以下に、本発明を詳細に説明する。本発明で触媒として使用する光学活性なRu(サレン)(CO)錯体は、前記式(I)又は式(II)で表される。ここで、式(II)の錯体は、式(I)の錯体の鏡像異性体である。式(I)及び式(II)中、Ar1は、それぞれ独立して炭素数10〜16のアリール基を示し、該アリール基としては、例えば1-ナフチル基、2-ビフェニル基、2-フェニル-1-ナフチル基、2-メチル-1-ナフチル基、2-[3,5-ジメチルフェニル]-1-ナフチル基、2-[4-メチルフェニル]-1-ナフチル基、2-{4-[t-ブチルジフェニルシリル]フェニル}-1-ナフチル基、2-メトキシ-1-ナフチル基等が例示できる。これらの中でも、Ar1としては、触媒活性及びエナンチオ選択性の観点から、2-フェニル-1-ナフチル基が好ましく、この場合、Ru(サレン)(CO)錯体は、前記式(V)又は式(VI)で表される。これらのRu(サレン)(CO)錯体はアピカル位にCO配位子を有する。触媒としてのRu(サレン)(CO)錯体の使用量は、基質のアルキルアリールスルフィドのモル量に対し、0.1〜100mol%、好ましくは1〜4mol%の範囲である。
本発明で使用するアルキルアリールスルフィドは、上記式(III)で表される。式(III)において、R1は炭素数1〜10の直鎖若しくは分岐のアルキル基を示し、炭素数1〜10のアルキル基としては、 メチル基、エチル基、プロピル基、イソプロピル基、ブチル基、イソブチル基、t- ブチル基、ペンチル基、イソペンチル基、ネオペンチル基、ヘキシル基、ヘプチル基、オクチル基、2−エチルヘキシル基、ノニル基、デシル基等が例示でき、該アルキル基はハロゲン等で置換されていてもよい。また、X及びYはそれぞれ独立して水素原子、ハロゲン原子、ニトロ基又は炭素数1〜4のアルコキシ基を示し、炭素数1〜4のアルコキシ基としては、メトキシ基、エトキシ基、プロポキシ基、ブトキシ基等が例示でき、該アルコキシ基はハロゲン等で置換されていてもよい。
上記式(III)のアルキルアリールスルフィドとして、具体的には、メチルフェニルスルフィド、メチル-p-メトキシフェニルスルフィド、メチル-p-クロロフェニルスルフィド、エチルフェニルスルフィド、メチル-o-ブロモフェニルスルフィド、メチル-o-ニトロフェニルスルフィド、メチル-p-ニトロフェニルスルフィド、及びメチル-p-ブロモフェニルスルフィド等が挙げられる。なお、スルフィド化合物として、ジアルキルスルフィドを用いると、エナンチオ選択性が低くなり好ましくない。

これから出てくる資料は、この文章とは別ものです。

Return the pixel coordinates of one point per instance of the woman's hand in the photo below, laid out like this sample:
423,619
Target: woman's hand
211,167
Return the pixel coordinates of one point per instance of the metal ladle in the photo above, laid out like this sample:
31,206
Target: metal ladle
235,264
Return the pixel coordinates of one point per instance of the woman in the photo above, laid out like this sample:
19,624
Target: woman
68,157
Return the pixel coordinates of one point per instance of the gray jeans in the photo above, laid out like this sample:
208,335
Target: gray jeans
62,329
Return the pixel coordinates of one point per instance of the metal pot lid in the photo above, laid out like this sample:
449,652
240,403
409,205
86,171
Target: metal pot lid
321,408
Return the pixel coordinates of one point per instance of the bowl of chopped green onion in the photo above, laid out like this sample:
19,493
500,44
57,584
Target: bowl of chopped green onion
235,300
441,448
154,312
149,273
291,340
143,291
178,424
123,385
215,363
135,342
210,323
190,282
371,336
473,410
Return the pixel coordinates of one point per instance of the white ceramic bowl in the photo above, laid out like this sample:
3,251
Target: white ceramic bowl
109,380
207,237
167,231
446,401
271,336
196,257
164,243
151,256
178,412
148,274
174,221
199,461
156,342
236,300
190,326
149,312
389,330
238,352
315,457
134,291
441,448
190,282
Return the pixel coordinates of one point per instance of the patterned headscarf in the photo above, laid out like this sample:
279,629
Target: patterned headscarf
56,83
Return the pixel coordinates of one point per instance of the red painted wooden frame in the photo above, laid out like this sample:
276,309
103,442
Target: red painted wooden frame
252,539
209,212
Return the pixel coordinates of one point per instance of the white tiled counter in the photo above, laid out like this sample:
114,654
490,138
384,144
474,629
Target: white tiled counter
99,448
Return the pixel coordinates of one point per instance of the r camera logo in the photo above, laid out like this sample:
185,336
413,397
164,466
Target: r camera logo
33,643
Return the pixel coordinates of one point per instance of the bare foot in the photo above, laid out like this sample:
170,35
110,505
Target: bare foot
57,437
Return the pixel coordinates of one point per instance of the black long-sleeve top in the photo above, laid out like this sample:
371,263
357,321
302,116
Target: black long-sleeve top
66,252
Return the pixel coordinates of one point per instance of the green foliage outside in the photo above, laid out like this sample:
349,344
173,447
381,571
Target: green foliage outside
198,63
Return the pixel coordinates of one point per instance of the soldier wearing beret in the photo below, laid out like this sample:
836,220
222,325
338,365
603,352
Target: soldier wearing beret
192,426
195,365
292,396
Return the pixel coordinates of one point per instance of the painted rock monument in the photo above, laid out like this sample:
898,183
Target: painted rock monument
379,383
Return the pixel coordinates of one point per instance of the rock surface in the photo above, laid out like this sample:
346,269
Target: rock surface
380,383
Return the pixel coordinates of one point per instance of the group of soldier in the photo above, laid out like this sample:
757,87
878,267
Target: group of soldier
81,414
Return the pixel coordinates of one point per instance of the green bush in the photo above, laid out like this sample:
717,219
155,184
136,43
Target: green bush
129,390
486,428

本発明でナイトレン先駆体として使用するアジド化合物は、上記式(IV)で表されるN-カルバモイルアジドであり、脱離が容易なR2−OCO基を有する。式(IV)において、R2は、炭素数1〜15の直鎖若しくは分岐のアルキル基、炭素数7〜13のアラルキル基、又は炭素数6〜10のアリール基を示し、該アルキル基、アラルキル基及びアリール基中の水素原子は、ハロゲン原子で置換されていてもよい。ここで、炭素数1〜15の直鎖若しくは分岐のアルキル基としては、メチル基、エチル基、n-ブチル基、t-ブチル基、イソプロピル基、ビス(シクロヘキシル)メチル基等が挙げられ、ハロゲン原子で置換されたアルキル基としては、2,2,2-トリクロロエチル基及び2,2,2-トリクロロ-1,1-ジメチルエチル基等が挙げられる。また、炭素数7〜13のアラルキル基としては、ベンジル基、2-フェニルエチル基、3-フェニルプロピル基、ジフェニルメチル基等が挙げられ、炭素数6〜10のアリール基としては、フェニル基、トルイル基、2,4,6-トリメチルフェニル基等が挙げられる。これらの中でも、式(IV)のR2としては、アルキル基及びアラルキル基が好ましく、ハロゲンで置換されたアルキル基が更に好ましい。これらのN-カルバモイルアジドは、例えば、市販されている2,2,2-トリクロロエチル クロロホルメイト及び2,2,2-トリクロロ-1,1-ジメチルエチル クロロホルメイトをアセトン中でアジ化ナトリウムで処理して容易に合成でき、入手が容易である。
上記式(IV)のアジド化合物の使用量は、前記アルキルアリールスルフィド化合物に対し、1〜3当量(eq)、好ましくは1〜1.5当量(eq)の範囲である。収率を上げる観点からは、上記アルキルアリールスルフィド化合物のモル数に比べて、上記アジド化合物のモル数を幾分過剰にするのが好ましい。
本発明の最終生成物である光学活性なスルフィミド化合物は、上記式(VII)で表される。なお、式(I)のRu(サレン)(CO)錯体と式(II)のRu(サレン)(CO)錯体との使い分けによって、光学活性なスルフィミド化合物の両鏡像異性体が得られる。式(VII)において、R1、R2、X及びYは上記と同義である。これら光学活性なスルフィミド化合物は医農薬品の合成に使用でき、また、光学活性なスルフィド化合物と同様に有機合成において不斉補助剤として有用である。
本発明で行う不斉スルフィミド化反応は、スルフィドとナイトレン先駆体とをエナンチオ選択的に反応させる反応であり、スルフィドの不斉イミド化反応である。従来のスルフィミド化反応では、生成物からアリールスルフォニル基を除去するのが困難なアリールスルフォニルアジドをナイトレン先駆体として用いていたが、本発明では、脱離が容易なR2−OCO基を有する式(IV)のアジド化合物をナイトレン先駆体に使用する点で、生成物から該R2−OCO基を容易に外すことができる。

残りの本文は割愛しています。